01 de setembro de 2014 | 02h04
Como se isso fosse irrelevante - e talvez seja mesmo, nas condições políticas e administrativas do Brasil de hoje -, o Executivo projetou o Orçamento com base em parâmetros definidos na proposta de uma LDO ainda sem aprovação. Para estimar a receita e a despesa do próximo ano, os técnicos tomaram como base um crescimento econômico real de 3% acompanhado de uma inflação de 5%, medida pelo Índice de Preços ao Consumidor Amplo (IPCA). Esses números talvez tivessem algum sentido em abril, embora isso seja discutível. Hoje é muito difícil levá-los a sério, principalmente como bases de um plano financeiro.
No último relatório trimestral de inflação, com data de junho, o Banco Central (BC) projetou inflação de 6,4% para este ano, 5,7% para 2015 e 5,1% para os 12 meses terminados em junho de 2016. O crescimento econômico para os quatro trimestres até março de 2015 ficou em 1,8%. Pelas contas do mercado financeiro, o Produto Interno Bruto (PIB) aumentará 1,2% e a inflação chegará a 6,28%. Nas projeções divulgadas em julho pelo Fundo Monetário Internacional, o avanço do produto brasileiro no próximo ano será de 2% - melhor, em todo caso, que o de 2014, estimado em 1,3%.
A crise está passando, disse o ministro da Fazenda, Guido Mantega, ao comentar a possibilidade de um resultado fiscal melhor que o esperado para este ano. Para o governo central está previsto, em princípio, um superávit primário - dinheiro para o pagamento de juros - de R$ 114,7 bilhões, equivalente a 2% do PIB. Mas já se antecipa no projeto um possível abatimento de R$ 28,7 bilhões, ou 0,5% do PIB. A justificativa, como sempre, seria a destinação dessa quantia a investimentos. Com isso, o esforço fiscal de 2% do valor produzido na economia brasileira já se reduz, preventivamente, a 1,5%. Se tudo correr muito bem, os governos de Estados e municípios poderão produzir 0,5% de superávit primário, elevando o total a 2%.

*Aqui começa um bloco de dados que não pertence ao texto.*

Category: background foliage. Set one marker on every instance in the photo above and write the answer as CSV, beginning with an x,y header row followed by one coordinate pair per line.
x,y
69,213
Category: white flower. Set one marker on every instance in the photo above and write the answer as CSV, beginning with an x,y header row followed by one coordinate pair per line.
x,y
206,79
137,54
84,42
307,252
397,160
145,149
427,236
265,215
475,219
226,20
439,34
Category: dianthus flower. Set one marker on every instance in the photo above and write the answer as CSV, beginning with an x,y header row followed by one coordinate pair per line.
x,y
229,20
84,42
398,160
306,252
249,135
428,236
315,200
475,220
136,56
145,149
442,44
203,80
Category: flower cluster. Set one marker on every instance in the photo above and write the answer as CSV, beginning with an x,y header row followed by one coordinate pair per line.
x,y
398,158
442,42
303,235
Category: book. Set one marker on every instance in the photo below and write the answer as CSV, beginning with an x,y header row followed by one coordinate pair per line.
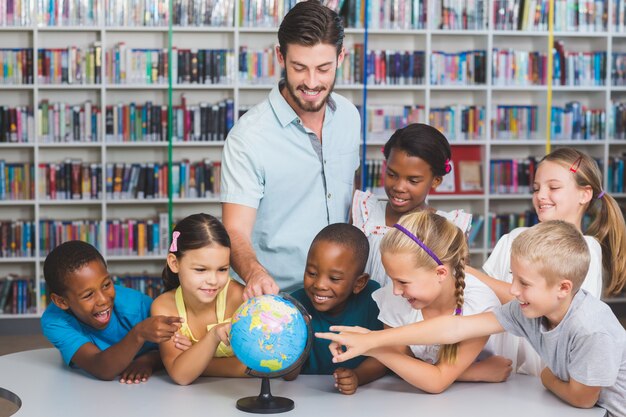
x,y
470,176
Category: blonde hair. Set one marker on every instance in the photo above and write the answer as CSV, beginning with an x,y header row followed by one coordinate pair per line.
x,y
607,224
557,249
446,241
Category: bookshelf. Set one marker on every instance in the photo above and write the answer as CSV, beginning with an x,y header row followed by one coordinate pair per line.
x,y
426,37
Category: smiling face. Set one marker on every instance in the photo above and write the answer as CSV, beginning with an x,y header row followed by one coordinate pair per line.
x,y
536,295
90,295
309,75
420,287
202,272
556,196
331,276
408,180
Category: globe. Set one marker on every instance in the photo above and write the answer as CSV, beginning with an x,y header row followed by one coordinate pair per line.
x,y
270,336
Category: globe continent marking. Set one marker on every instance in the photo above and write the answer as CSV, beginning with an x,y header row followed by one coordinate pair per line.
x,y
268,333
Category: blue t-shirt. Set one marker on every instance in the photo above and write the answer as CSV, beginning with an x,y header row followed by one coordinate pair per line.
x,y
68,334
361,310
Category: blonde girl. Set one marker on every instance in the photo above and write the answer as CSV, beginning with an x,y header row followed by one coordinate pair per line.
x,y
199,290
567,185
424,256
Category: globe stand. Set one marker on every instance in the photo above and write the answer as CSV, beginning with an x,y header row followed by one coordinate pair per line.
x,y
265,403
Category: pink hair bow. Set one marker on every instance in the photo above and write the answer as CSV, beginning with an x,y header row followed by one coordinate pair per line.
x,y
174,245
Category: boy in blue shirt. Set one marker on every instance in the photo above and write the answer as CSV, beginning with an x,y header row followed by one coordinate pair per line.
x,y
102,328
338,292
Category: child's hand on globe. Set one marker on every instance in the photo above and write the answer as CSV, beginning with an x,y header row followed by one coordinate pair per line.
x,y
346,381
182,342
221,333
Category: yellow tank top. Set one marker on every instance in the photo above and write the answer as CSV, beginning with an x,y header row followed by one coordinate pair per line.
x,y
222,350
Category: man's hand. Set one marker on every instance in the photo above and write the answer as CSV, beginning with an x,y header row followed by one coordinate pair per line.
x,y
260,283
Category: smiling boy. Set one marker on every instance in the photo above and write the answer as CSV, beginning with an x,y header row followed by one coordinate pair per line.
x,y
337,292
102,328
577,336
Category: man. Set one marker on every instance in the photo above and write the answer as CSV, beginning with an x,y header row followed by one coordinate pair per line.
x,y
289,162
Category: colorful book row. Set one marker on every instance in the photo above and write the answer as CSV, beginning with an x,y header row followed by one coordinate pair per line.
x,y
511,176
17,124
71,65
149,180
71,179
17,295
63,122
17,238
16,181
569,15
130,237
54,232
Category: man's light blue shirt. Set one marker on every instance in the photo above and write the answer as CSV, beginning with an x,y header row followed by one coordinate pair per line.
x,y
269,163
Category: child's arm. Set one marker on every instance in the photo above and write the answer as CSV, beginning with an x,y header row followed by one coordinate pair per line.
x,y
347,380
184,367
572,391
430,378
141,368
107,364
492,369
443,330
500,288
225,367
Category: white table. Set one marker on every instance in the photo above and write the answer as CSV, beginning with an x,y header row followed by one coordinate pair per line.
x,y
48,388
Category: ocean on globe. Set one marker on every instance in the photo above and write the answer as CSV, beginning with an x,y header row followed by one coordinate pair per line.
x,y
268,333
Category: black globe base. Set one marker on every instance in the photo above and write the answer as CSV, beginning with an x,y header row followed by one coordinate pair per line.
x,y
265,403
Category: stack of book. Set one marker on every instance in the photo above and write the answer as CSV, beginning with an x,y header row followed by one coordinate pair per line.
x,y
16,181
17,124
70,65
458,68
63,122
17,64
17,239
71,179
54,232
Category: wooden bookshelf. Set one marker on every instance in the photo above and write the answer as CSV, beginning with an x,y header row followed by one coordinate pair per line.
x,y
430,96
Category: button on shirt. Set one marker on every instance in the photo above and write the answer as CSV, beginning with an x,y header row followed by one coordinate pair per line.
x,y
273,163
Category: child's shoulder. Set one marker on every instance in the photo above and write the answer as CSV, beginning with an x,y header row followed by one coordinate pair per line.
x,y
235,292
369,289
165,303
588,315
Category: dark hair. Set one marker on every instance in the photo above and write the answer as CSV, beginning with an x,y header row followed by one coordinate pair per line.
x,y
422,141
194,232
65,259
309,23
349,236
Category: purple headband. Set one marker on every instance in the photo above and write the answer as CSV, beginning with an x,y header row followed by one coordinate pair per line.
x,y
419,242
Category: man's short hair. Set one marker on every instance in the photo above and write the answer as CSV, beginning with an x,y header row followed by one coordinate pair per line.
x,y
557,249
309,23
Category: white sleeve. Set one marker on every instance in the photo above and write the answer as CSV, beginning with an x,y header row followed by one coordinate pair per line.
x,y
395,311
498,265
593,281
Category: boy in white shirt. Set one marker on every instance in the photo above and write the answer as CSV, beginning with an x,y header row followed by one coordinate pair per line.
x,y
576,335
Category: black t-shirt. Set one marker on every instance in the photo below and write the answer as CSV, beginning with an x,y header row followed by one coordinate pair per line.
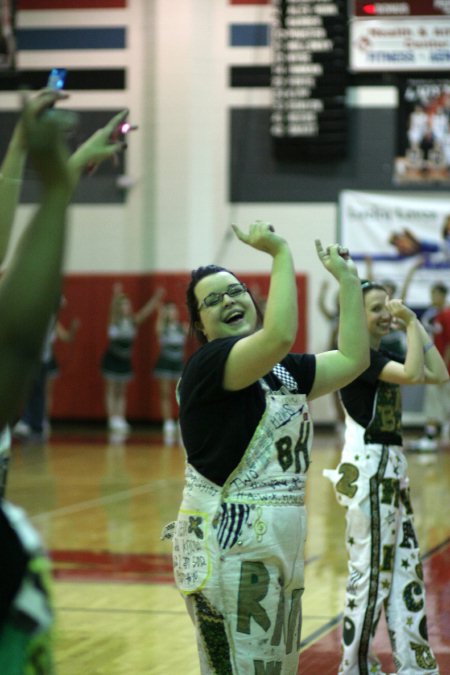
x,y
374,404
217,425
13,563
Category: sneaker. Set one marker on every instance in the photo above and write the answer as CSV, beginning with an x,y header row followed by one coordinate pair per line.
x,y
424,444
22,430
169,432
117,423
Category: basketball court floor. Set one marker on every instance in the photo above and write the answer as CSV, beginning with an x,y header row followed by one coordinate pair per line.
x,y
100,503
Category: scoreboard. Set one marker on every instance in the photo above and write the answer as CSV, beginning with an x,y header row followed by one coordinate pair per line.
x,y
309,77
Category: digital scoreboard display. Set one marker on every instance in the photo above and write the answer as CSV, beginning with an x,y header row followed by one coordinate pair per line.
x,y
410,35
309,77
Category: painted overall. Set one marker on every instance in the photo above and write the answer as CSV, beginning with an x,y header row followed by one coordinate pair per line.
x,y
239,549
384,561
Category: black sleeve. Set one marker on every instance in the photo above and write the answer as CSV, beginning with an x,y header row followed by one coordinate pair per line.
x,y
303,369
203,374
13,563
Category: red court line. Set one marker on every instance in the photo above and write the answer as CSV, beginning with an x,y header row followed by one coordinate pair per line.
x,y
107,566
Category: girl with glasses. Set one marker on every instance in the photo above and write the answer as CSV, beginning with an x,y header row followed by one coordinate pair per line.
x,y
239,536
371,481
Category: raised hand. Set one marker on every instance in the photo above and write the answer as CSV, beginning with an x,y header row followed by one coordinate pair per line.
x,y
398,310
261,236
42,134
336,259
98,147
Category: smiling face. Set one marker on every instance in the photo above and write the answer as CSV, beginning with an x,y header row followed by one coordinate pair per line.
x,y
231,315
377,317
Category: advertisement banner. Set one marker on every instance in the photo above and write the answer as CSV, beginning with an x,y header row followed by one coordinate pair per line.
x,y
400,44
393,237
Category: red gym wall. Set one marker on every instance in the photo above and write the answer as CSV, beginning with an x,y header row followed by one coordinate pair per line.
x,y
78,390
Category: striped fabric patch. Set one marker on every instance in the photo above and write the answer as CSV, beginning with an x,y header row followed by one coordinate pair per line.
x,y
24,5
70,38
232,520
282,374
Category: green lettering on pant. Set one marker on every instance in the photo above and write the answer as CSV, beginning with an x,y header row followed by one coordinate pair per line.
x,y
409,536
294,621
271,668
413,596
424,656
253,586
387,561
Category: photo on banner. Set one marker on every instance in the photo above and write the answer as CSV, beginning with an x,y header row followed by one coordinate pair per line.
x,y
395,237
423,147
7,35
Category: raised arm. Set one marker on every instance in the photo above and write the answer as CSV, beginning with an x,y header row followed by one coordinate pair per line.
x,y
336,368
30,287
11,171
255,355
423,363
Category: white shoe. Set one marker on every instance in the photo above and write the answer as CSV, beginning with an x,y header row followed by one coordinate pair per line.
x,y
424,444
22,430
117,423
169,432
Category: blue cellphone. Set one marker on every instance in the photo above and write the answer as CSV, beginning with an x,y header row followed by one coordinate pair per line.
x,y
57,78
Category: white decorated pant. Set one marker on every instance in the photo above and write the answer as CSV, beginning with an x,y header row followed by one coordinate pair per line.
x,y
385,570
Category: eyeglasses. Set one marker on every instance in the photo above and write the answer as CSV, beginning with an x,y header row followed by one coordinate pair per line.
x,y
212,299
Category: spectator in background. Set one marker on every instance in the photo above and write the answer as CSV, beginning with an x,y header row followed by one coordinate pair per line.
x,y
116,364
436,320
171,334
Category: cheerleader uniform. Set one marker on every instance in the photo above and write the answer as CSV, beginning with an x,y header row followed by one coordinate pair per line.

O resultado prometido para este ano, equivalente a 1,9% do PIB, é assunto já superado. O governo central só entregará a sua parte, de R$ 80,7 bilhões, se conseguir juntar uma boa soma de receitas fora da rotina fiscal, como dividendos, bônus de concessões de infraestrutura e parcelas de tributos refinanciados. Essas parcelas, segundo Mantega, podem ficar entre R$ 18 bilhões e R$ 20 bilhões.
Outro recurso usado com frequência pelo Tesouro tem sido a chamada pedalada - o atraso no desembolso de transferências, pagamentos de benefícios e assim por diante. Os bancos federais têm adiantado o dinheiro.
Não há nada irregular em pedaladas, disse o ministro. Essa é uma opinião discutível, mas, de toda forma, o ponto mais importante é outro. Quem chamará de sério um governo, quando o Tesouro só consegue fechar suas contas com pedaladas e receitas ocasionais, como dividendos, bônus e recebimentos de impostos refinanciados?
O ministro ainda apresenta como sinal de austeridade a manutenção do gasto com pessoal na faixa de 4,1% a 4,2% do PIB. Será mesmo? Só aumentando mais que os índices de inflação essa despesa se mantém mais ou menos constante como porcentagem do PIB. Isso é crescimento real em termos monetários. Qual tem sido o benefício desse aumento para a administração e para o público? As autoridades normalmente ficam longe desse assunto.